Les principaux facteurs de croissance sont :
– le DG, qui permet la prolifération et la migration cellulaire, la synthèse du collagène de type I et III ;
– le PDGF, qui permet l’expression et l’interaction avec d’autres facteurs de croissance, et la prolifération cellulaire ;
– l’IGF‐1, qui permet la prolifération et la migration cellulaire, la synthèse de la matrice extracellulaire et le remodelage, et la synthèse de collagène ;
– le VEGF est l’un des plus im portants car il permet la néo vascularisation, l’angiogenèse et une perméabilité capillaire accrue ;
– l’EGF pour la prolifération cellulaire et la chimiotaxie ;
– le BMP‐12 pour une expression accrue du collagène de type I, la stimulation de la production de collagène et la multiplication des fibroblastes ;
– l’ajout du PRP permet une amélioration de la prise de greffe avec une meilleure survie et prolifération des cellules(14,15).
Mais l’effet régénératif est‐il en lien avec la capacité de différenciation et de prolifération de la cellule ou de son activité paracrine ? Plusieurs études indiquent que le mécanisme d’ac tion thérapeutique des cellules souches mésenchymateuses/stromales (CSM) est principalement médié par des facteurs paracrines qui sont libérés par les CSM, tels que les exosomes. Les exosomes sont des vésicules extracellulaires de taille nanométrique qui sont transférées vers des cellules cibles pour une communication de cellule à cellule.
Les microvésicules extracellulaires libérées par les cellules semblent être les composants clés du sécrétome cellulaire. Cette procédure autologue peut fournir une très bonne amélioration dans toutes ces indications, bien que des études supplémentaires soient nécessaires.
Plus récemment encore les rôles fonctionnels des exosomes sont explorés. Les exosomes des cellules souches mésenchymateuses semblent être des options de traitement intéressantes pour la croissance des cheveux, mais également pour l’amélioration de la peau, en termes de rides, de taches, d’inflammation, de cicatrices…

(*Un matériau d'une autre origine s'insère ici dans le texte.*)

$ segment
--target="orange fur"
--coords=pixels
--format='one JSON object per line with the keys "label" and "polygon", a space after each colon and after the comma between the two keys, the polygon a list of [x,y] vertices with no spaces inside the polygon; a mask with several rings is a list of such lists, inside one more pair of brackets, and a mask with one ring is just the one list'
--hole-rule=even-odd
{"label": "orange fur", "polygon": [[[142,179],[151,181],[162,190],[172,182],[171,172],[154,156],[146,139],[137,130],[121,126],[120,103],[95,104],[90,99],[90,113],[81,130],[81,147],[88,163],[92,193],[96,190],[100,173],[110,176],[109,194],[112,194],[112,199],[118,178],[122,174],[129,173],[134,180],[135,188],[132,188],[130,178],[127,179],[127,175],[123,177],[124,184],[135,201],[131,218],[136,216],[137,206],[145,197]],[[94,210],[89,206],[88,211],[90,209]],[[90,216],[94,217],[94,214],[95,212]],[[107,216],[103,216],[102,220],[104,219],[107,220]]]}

Topical washing buffer est un produit autologue qui, appliqué matin et soir sur la peau pendant 3 mois, montre des résultats très prometteurs. De nouvelles études sont en cours, tendant à prouver que l’effet régénératif se poursuit même après l’arrêt de l’application de la crème.
Reste à déterminer leur principale limite de production s’ils ne sont pas autologues. Mais l’avenir est‐il dans la préparation d’exosomes hétérologues ?
En conclusion
Bien que les exosomes dérivés des CSM (exosomes de CSM) soient proposés comme de nouvelles thérapies acellulaires pour diverses maladies humaines, les études d’évaluation de la sécurité et de la toxicité des exosomes de CSM sont limitées. Les exosomes ASC ont été classés comme non sensibilisants potentiels dans le test de sensibilisation de la peau, sans catégorie SGH de l’ONU dans le test d’irritation des yeux, et comme non irritants pour la peau dans le test d’irritation cutanée, et n’ont induit aucune toxicité dans le test de phototoxicité ou dans les tests de toxicité orale aiguë. Des résultats ont été publiés.
Les premiers résultats suggèrent que les exosomes de l’ASC sont sûrs pour une utilisation en tant que traitement topique, sans effets indésirables dans les tests toxicologiques, et ont une application potentielle en tant qu’agent thérapeutique, ingrédient cosmétique, ou pour d’autres utilisations biologiques. Les résultats sur la peau et les cheveux viennent d’être publiés, ils sont également très prometteurs.
La médecine régénérative est l’avenir de la médecine, nous ne sommes qu’au début de l’histoire, mais nous avançons à pas de géant.